In 2012, a political coup in Mali led to the temporary closing of most schools in the northern part of the country. Mariam Ibrahim, then only six years old, was among those affected. For the next few years, Mariam—who had been attending a religious school in the Gao region—stayed home and performed domestic chores at a time when she should have been learning how to read and write.
Then in 2017, Mariam’s parents learned about a program that was providing out-of-school youth with a second chance at an education: EDC’s USAID-funded Education Recovery Support Activity (ERSA). ERSA offers intensive, accelerated education (AE) programs that give children the basic literacy and mathematics skills they missed by not being in school. After one year of participating in an AE program, most students take a placement test and re-enter their local public school at the second-, third-, or fourth-grade level.
Mariam’s parents enrolled her, and one year later, Mariam is thriving in fifth grade. She has dreams for her future, too.
“I would like to become a doctor,” Mariam says.
Around the world, an estimated 262 million children and youth are not enrolled in school for reasons ranging from conflict to poverty to perceived ability. And for every year that a child remains out of school, the chance of that child ever reentering formal education grows slimmer. Gaps in basic knowledge widen. Children become too old to reenter the grade that they left. Responsibilities at home become too great.
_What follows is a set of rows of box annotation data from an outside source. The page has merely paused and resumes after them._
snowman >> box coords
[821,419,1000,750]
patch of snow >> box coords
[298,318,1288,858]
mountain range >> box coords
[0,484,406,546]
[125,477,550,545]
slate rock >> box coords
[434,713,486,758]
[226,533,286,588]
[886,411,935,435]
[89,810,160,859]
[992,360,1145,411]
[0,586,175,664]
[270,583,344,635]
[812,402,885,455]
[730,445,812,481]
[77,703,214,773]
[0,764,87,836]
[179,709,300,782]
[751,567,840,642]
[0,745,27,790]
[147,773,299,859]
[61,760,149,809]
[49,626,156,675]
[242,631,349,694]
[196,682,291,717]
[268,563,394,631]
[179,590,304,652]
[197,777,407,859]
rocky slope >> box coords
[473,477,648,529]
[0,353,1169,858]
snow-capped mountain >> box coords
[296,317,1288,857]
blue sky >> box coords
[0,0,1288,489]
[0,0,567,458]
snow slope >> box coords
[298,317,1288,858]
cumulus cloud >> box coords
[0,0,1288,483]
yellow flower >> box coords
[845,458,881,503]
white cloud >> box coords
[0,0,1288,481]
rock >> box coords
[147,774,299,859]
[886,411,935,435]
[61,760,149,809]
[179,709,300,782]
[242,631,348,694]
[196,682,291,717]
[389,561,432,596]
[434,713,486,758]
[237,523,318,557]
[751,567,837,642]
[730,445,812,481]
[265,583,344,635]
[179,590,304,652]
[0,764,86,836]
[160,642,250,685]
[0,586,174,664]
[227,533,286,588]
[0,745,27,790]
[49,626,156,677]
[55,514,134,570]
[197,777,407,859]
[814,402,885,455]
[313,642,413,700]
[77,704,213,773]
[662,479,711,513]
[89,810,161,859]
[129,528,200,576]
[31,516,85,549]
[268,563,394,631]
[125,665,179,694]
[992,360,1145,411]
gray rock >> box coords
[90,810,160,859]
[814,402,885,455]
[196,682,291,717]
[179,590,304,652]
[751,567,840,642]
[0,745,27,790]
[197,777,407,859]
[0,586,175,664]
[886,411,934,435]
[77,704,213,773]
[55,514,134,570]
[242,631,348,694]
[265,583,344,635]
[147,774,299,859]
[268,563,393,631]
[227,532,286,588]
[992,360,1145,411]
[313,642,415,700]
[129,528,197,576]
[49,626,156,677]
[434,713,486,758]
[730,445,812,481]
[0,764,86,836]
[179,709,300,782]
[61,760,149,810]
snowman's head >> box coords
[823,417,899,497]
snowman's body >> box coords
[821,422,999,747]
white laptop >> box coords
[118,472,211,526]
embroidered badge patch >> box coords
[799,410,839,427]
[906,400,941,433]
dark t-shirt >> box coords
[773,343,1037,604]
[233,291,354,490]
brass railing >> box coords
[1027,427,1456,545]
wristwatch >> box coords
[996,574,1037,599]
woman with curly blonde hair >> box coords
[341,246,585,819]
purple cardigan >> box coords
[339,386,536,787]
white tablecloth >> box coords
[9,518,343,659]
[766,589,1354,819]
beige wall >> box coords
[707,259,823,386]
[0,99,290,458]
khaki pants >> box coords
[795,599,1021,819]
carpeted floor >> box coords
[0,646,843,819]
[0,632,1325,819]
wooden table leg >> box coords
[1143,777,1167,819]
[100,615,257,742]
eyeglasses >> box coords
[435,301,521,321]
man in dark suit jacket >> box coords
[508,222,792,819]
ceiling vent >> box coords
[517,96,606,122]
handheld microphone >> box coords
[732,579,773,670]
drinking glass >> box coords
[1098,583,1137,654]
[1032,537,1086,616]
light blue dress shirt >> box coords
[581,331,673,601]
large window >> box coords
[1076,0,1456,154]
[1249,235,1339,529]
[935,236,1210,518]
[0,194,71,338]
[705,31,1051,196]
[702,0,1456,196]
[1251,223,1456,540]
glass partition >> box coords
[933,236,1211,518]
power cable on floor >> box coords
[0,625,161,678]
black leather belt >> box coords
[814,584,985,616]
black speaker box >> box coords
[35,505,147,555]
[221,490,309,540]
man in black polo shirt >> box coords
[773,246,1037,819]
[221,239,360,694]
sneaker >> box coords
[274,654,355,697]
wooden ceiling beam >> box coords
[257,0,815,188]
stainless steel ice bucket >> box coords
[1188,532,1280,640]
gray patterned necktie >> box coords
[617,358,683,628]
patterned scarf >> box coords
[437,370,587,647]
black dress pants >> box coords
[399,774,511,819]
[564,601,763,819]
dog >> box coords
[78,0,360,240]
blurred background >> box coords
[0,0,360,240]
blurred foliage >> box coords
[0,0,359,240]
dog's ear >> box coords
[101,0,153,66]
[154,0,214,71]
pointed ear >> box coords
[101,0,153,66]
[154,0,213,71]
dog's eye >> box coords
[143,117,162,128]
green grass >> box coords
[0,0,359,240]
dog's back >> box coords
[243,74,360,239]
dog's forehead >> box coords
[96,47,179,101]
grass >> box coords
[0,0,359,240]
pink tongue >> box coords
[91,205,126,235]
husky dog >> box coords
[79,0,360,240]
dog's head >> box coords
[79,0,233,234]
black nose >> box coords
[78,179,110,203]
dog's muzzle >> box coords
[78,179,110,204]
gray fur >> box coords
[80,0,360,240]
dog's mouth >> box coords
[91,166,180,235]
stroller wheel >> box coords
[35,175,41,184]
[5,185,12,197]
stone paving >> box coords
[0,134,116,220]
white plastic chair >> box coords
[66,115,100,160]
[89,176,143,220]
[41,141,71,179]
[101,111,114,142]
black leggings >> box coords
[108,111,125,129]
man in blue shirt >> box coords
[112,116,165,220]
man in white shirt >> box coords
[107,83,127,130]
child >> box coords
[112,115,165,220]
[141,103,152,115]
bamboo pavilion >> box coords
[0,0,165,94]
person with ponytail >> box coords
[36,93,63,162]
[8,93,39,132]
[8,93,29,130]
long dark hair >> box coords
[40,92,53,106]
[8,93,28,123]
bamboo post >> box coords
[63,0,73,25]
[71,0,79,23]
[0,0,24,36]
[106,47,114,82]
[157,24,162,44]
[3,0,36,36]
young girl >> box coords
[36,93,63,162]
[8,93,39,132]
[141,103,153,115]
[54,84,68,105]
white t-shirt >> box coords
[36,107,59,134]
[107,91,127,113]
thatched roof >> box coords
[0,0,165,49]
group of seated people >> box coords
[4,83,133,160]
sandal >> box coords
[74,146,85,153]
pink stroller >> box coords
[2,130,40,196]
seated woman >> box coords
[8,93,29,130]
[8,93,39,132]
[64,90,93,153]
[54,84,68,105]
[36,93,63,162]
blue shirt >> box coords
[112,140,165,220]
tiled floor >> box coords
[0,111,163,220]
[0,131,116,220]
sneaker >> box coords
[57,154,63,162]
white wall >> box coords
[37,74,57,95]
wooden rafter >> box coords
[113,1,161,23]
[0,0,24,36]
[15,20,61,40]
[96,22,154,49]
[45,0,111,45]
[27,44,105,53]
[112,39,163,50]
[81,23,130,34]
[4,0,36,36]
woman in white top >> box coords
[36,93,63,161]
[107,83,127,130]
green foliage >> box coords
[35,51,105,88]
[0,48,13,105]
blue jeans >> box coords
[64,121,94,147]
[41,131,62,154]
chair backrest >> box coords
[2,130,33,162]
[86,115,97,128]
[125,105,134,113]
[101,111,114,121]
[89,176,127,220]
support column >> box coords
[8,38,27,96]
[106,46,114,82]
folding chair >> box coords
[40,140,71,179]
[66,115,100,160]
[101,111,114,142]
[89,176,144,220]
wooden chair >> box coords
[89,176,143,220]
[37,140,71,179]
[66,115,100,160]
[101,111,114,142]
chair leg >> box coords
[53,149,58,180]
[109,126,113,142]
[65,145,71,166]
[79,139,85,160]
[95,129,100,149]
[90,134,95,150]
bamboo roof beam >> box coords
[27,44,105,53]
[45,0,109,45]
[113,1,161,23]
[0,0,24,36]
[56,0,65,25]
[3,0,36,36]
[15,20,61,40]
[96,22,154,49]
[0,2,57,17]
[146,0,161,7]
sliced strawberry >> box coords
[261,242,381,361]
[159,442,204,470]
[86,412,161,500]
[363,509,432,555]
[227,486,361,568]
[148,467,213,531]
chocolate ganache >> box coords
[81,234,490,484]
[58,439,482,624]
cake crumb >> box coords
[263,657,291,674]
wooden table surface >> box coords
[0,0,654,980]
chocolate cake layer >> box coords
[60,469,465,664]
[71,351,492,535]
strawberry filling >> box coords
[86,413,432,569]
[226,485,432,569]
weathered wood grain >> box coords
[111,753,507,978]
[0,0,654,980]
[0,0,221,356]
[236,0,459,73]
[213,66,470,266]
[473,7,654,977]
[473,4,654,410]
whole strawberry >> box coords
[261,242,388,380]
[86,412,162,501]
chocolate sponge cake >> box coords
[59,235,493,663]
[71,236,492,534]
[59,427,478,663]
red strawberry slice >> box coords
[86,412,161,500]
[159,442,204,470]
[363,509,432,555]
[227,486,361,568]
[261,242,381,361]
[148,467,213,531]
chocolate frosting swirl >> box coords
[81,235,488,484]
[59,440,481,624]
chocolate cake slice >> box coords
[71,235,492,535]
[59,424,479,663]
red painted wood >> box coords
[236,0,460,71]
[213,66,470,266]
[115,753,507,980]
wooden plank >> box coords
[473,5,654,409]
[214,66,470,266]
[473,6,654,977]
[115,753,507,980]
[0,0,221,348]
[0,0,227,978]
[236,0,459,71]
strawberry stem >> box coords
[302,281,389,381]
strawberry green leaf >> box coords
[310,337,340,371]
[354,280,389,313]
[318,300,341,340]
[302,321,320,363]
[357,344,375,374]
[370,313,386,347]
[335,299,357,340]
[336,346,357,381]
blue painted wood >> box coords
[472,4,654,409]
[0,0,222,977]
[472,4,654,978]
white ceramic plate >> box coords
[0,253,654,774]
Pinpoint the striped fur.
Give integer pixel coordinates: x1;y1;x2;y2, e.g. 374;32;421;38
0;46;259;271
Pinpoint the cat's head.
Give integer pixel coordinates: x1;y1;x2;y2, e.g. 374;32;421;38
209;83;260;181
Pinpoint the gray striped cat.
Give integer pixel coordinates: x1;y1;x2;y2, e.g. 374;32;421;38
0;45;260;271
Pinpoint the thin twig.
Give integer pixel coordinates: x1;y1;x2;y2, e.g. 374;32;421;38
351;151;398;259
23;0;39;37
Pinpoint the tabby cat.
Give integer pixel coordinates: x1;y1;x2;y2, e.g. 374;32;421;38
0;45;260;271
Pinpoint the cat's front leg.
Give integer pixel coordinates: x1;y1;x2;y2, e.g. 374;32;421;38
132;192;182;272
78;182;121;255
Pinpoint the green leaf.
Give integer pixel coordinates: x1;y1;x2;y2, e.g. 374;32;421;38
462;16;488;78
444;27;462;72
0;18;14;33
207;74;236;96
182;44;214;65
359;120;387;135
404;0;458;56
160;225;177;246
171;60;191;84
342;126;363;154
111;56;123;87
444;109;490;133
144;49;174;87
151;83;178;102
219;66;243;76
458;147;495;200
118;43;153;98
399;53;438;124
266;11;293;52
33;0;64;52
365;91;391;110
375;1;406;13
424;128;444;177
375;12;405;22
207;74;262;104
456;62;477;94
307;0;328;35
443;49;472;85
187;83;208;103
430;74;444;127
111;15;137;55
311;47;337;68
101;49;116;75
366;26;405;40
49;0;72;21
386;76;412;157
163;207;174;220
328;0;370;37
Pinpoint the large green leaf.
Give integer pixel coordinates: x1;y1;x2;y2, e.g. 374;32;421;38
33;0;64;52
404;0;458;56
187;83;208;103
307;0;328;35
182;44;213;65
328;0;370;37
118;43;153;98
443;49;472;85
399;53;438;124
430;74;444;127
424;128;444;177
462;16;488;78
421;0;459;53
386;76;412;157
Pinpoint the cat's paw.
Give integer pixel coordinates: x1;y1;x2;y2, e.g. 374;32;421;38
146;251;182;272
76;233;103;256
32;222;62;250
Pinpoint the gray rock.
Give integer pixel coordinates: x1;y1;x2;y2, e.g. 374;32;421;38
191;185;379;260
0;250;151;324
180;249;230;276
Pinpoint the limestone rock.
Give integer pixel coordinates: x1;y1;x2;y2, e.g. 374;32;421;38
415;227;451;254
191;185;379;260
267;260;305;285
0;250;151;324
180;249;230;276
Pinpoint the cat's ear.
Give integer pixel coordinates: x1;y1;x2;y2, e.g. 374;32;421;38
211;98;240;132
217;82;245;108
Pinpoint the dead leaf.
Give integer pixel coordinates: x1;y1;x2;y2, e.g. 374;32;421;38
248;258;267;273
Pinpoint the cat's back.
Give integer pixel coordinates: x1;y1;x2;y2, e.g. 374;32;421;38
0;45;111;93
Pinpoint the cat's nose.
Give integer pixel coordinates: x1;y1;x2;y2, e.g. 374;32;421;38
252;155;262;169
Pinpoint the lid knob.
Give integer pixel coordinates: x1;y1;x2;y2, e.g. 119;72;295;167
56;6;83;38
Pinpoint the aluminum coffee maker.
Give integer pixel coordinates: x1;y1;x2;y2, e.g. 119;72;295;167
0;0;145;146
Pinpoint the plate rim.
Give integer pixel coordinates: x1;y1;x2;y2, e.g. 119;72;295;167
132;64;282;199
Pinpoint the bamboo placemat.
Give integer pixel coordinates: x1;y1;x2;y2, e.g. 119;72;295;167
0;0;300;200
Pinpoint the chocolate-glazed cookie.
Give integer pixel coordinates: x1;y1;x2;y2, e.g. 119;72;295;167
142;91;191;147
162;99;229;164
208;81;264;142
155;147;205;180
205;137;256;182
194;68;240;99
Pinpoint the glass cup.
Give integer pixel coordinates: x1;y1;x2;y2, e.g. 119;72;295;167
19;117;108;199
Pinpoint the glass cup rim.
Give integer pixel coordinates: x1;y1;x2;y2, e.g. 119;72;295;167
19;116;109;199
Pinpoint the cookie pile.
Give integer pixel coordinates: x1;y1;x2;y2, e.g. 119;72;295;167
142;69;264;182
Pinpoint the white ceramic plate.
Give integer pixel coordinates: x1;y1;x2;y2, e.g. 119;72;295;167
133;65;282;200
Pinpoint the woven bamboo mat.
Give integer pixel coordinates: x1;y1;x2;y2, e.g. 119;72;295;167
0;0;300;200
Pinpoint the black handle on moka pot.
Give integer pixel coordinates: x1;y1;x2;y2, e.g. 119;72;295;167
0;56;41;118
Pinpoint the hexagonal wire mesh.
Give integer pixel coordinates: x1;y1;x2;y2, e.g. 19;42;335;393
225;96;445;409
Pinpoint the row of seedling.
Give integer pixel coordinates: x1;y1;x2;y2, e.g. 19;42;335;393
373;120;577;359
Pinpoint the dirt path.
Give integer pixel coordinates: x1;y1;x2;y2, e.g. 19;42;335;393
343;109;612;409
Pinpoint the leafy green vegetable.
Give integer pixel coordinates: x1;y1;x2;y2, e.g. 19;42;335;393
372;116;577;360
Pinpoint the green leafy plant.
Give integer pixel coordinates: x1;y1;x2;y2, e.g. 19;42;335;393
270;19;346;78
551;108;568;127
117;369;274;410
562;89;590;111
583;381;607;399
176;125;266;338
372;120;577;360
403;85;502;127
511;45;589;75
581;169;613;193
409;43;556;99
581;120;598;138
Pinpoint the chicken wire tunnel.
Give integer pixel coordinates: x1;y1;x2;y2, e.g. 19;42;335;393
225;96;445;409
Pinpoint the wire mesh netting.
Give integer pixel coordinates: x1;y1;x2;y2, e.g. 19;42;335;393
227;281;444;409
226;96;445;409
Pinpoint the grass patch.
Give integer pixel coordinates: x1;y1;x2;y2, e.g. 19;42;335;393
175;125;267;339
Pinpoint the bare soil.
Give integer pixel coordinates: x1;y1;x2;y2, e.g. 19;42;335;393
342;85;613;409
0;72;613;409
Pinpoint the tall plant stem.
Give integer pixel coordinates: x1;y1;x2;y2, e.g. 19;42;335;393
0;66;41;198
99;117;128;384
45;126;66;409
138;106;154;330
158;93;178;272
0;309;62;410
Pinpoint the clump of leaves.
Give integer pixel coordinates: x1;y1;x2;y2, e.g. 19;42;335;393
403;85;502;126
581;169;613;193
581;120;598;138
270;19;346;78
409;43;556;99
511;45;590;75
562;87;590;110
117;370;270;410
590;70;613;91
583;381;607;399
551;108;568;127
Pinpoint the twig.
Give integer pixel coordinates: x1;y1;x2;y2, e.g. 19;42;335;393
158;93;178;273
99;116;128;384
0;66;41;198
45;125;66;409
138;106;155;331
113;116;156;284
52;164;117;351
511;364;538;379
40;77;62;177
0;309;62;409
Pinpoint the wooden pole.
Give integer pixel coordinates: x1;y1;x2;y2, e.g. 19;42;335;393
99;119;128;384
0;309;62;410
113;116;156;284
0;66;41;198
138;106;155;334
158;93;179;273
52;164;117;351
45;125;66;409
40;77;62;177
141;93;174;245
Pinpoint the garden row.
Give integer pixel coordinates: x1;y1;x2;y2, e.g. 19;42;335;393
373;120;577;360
Prioritizing essential skills
But ERSA is showing that AE programs can help children overcome these barriers, even in regions where conflict has not fully subsided. Since 2015, the program has reached 10,150 formerly out-of-school children, and has reintegrated 7,460 of them into formal classrooms in the Gao and Menaka regions.
“Accelerated education has been around for about 25 years,” says EDC’s Brenda Bell, who has helped develop AE programs in Liberia and Mali. “But over the past decade, interest in it has grown. This is a direct response to the huge number of children and youth who are not in school, and who might want to enter or reenter the formal education system.”
According to Bell, well-designed AE programs do not attempt to condense an entire primary school education into a single year—a practice she describes as “cramming stuff into the box.” Rather, they prioritize essential skills and capacities that children need to succeed, including building foundational literacy and numeracy skills, as well as social-emotional competencies, such as tolerance and personal resilience.
“There’s less memorization and more application,” Bell says.
In ERSA classrooms, students sing, read aloud, learn by interactive audio instruction, and work together to solve problems. Overseeing the lessons are ERSA-trained facilitators—usually adult volunteers from the local community—who use a standards-based curriculum built specifically for the Malian context.
Emphasis on quality
Beyond individual success stories, such as Mariam’s, there is evidence that EDC’s approach to accelerated education is working at scale. Across all ERSA sites, three-quarters of enrolled children successfully complete a full year of accelerated education. And in communities where students are able to transition to a public school after their year in ERSA, 90 percent do. ERSA students also display significantly better literacy results than their peers who attended public school continuously.
“We emphasize quality so that children are able to transition successfully after their year in accelerated education,” says EDC’s Christina N’Tchougan-Sonou, director of ERSA. “Our goal is to make the transition into formal school more fluid, and to that end, we include community members and teachers from the formal school on the jury that evaluates each child.”
However, ERSA staff do encounter parents who are skeptical about enrolling their children. Some are dismayed by the quality of the local public schools, many of which are under-resourced, overcrowded, and without basic sanitation, making them unsafe or unwelcoming spaces for some students. ERSA is addressing some of these issues by transferring new classrooms and latrines that were built for the AE programs to their host public schools, as well as training school directors and teachers in the pedagogical techniques used in the AE programs —improvements that raise the quality of education for all the students and teachers.
ERSA’s community liaisons also play an important role in convincing parents to send children back to school. Liaisons discuss the benefits of the AE programs, from the improved classrooms to the fact that children learn in French—the language of broader economic and civic opportunity in Mali. Often, liaisons can break down parents’ skepticism about formal education by asking a simple question: “Don’t you want your child to be able to read and write?”
“The way we present accelerated education makes the whole idea of formal education more approachable and valued by families,” says N’Tchougan-Sonou.